Advanced knowledge of industry data standards and practices (e.g., CDISC/CDASH/SDTM). Having High level CDISC skills and Metadata Governance practices. (Preferred CDISC certification in one of more of the models).
Familiar with end-to-end clinical data flows and data structures
Soft and technical skills : Strong English skills (verbal and written), ability to exchange fluently in a global environment.
Efficient communication skills and good organization skills.
Ability to negotiate and gain acceptance of others.
Ability to coordinate/oversee multiple tasks simultaneously.
Project team collaboration by interacting with internal or external partners in/outside the Department and with their leaders.

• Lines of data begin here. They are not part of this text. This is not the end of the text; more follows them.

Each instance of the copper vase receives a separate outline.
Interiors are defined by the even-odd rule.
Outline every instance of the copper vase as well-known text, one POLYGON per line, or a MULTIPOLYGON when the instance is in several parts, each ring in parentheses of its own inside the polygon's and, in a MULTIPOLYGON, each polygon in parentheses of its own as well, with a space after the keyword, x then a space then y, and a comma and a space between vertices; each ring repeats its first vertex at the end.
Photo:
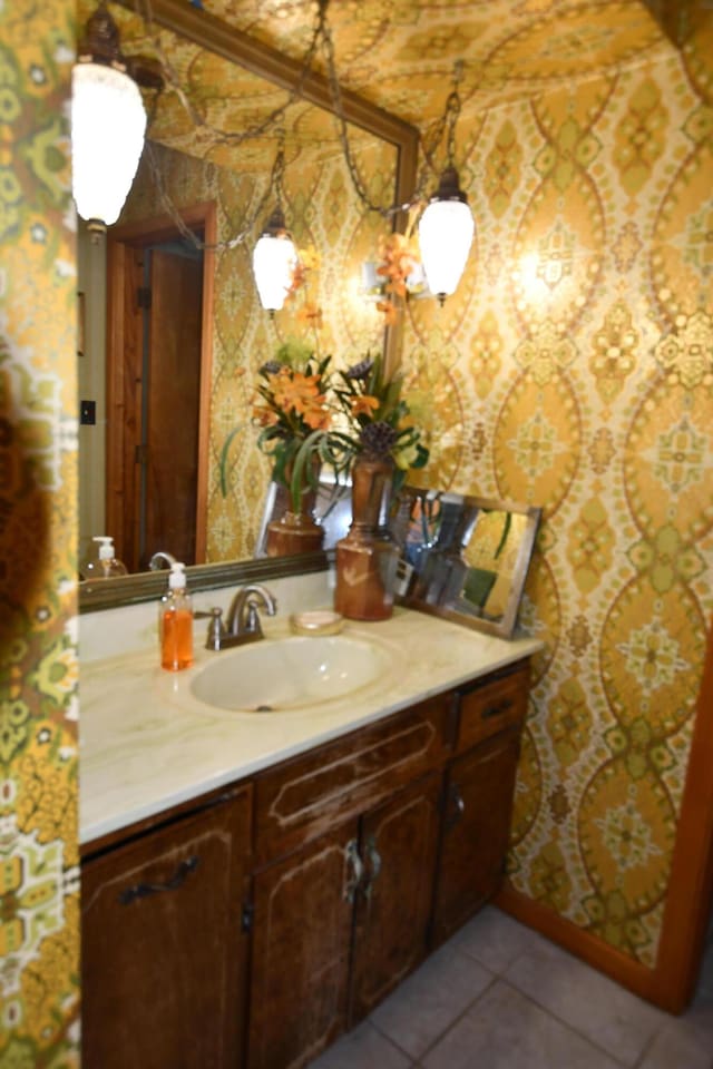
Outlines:
POLYGON ((267 524, 265 552, 268 557, 314 553, 322 549, 324 531, 306 512, 284 512, 267 524))
POLYGON ((350 620, 393 611, 399 551, 388 532, 393 461, 360 457, 352 468, 352 523, 336 543, 334 608, 350 620))

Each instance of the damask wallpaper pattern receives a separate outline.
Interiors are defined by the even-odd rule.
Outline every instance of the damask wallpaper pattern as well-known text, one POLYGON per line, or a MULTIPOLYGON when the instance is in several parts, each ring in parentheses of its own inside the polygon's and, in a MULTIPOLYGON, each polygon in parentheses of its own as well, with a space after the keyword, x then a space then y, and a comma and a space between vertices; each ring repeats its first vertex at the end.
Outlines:
POLYGON ((0 1065, 78 1065, 74 4, 0 3, 0 1065))
POLYGON ((408 310, 428 480, 541 506, 516 889, 653 967, 713 611, 713 18, 466 134, 457 294, 408 310))
MULTIPOLYGON (((0 1063, 16 1069, 78 1061, 72 16, 0 2, 0 1063)), ((680 57, 471 118, 470 266, 443 310, 407 312, 433 483, 545 509, 511 880, 647 965, 713 609, 711 57, 706 16, 680 57)), ((350 323, 326 344, 367 344, 350 323)), ((215 389, 240 396, 225 337, 215 389)), ((214 411, 236 414, 219 392, 214 411)), ((264 484, 251 464, 245 507, 264 484)))

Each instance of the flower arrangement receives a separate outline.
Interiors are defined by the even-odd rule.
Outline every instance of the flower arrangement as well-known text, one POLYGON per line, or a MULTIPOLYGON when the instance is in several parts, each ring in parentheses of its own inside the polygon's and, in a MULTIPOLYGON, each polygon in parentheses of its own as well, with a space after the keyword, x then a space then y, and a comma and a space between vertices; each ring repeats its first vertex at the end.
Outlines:
POLYGON ((334 374, 333 391, 348 430, 333 435, 350 457, 390 457, 400 472, 399 482, 409 469, 423 468, 429 458, 402 390, 403 376, 388 376, 378 354, 367 354, 334 374))
POLYGON ((305 343, 290 340, 258 371, 253 423, 257 448, 273 461, 272 478, 290 489, 292 508, 300 512, 302 494, 313 484, 304 445, 318 451, 332 422, 328 402, 330 363, 305 343), (300 462, 299 462, 300 461, 300 462))

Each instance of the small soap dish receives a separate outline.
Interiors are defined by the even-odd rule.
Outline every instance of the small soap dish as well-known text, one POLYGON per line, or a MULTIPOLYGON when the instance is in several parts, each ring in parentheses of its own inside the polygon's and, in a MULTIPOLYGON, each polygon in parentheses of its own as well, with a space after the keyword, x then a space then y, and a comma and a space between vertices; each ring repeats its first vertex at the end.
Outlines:
POLYGON ((332 612, 331 609, 293 612, 290 617, 290 627, 295 635, 338 635, 344 627, 344 617, 339 612, 332 612))

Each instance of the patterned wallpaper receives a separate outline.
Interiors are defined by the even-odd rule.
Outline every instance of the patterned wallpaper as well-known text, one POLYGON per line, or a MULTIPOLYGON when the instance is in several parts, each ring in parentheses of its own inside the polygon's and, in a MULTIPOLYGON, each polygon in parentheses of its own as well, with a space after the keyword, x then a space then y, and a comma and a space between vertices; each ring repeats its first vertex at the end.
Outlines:
MULTIPOLYGON (((78 1061, 72 16, 68 0, 0 3, 0 1063, 18 1069, 78 1061)), ((436 400, 432 481, 545 508, 525 622, 547 649, 511 879, 649 965, 712 610, 710 13, 681 57, 653 52, 469 116, 477 247, 443 310, 409 306, 404 350, 436 400)), ((305 168, 289 193, 300 242, 330 243, 325 346, 348 355, 375 323, 333 287, 356 285, 343 264, 374 234, 343 210, 338 171, 305 168)), ((213 180, 226 222, 240 208, 213 180)), ((245 406, 237 372, 276 340, 241 311, 245 278, 222 259, 214 429, 245 406)), ((238 443, 231 500, 213 497, 214 549, 248 529, 264 486, 252 457, 238 443)))
MULTIPOLYGON (((166 188, 177 206, 215 200, 218 242, 240 233, 261 203, 264 183, 251 174, 225 170, 170 149, 156 149, 166 188)), ((388 200, 394 183, 394 151, 383 143, 362 143, 361 173, 370 195, 388 200)), ((364 216, 349 184, 341 156, 315 159, 313 151, 295 158, 285 174, 285 216, 295 244, 319 251, 306 283, 274 318, 262 311, 251 266, 252 243, 273 203, 258 218, 250 239, 217 253, 214 295, 214 352, 211 391, 207 559, 252 557, 260 529, 270 464, 256 450, 251 425, 256 372, 281 342, 296 336, 341 362, 360 359, 382 345, 383 317, 360 294, 362 262, 373 258, 383 224, 364 216), (319 328, 307 318, 312 306, 323 310, 319 328), (218 458, 235 426, 242 428, 229 452, 229 491, 219 487, 218 458)), ((163 205, 148 169, 127 200, 120 222, 158 215, 163 205)))
POLYGON ((0 1065, 78 1065, 74 3, 0 3, 0 1065))
POLYGON ((713 611, 711 63, 713 13, 462 129, 476 247, 406 337, 428 480, 544 508, 512 884, 648 967, 713 611))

Self-motivated & results driven with attention to detail and quality.
Education : Bachelor’s degree or above, preferably in Life Science or related field
Languages : Excellent English language knowledge – written and spoken.
Why choose us?
Bring the miracles of science to life alongside a supportive, future-focused team.
Discover endless opportunities to grow your talent and drive your career, whether it’s through a promotion or lateral move, at home or internationally.
Enjoy a thoughtful, well-crafted rewards package that recognizes your contribution and amplifies your impact.
Take good care of yourself and your family, with a wide range of health and wellbeing benefits including high-quality healthcare, prevention, and wellness programs and at least 14 weeks’ gender-neutral parental leave.
“This role is critical to our team’s success and provides exposure to industry-wide developments of Data Standards. It is an opportunity to become a leader within a network of subject matter experts collaborating to shape the future of Data Standards for Clinical Research.”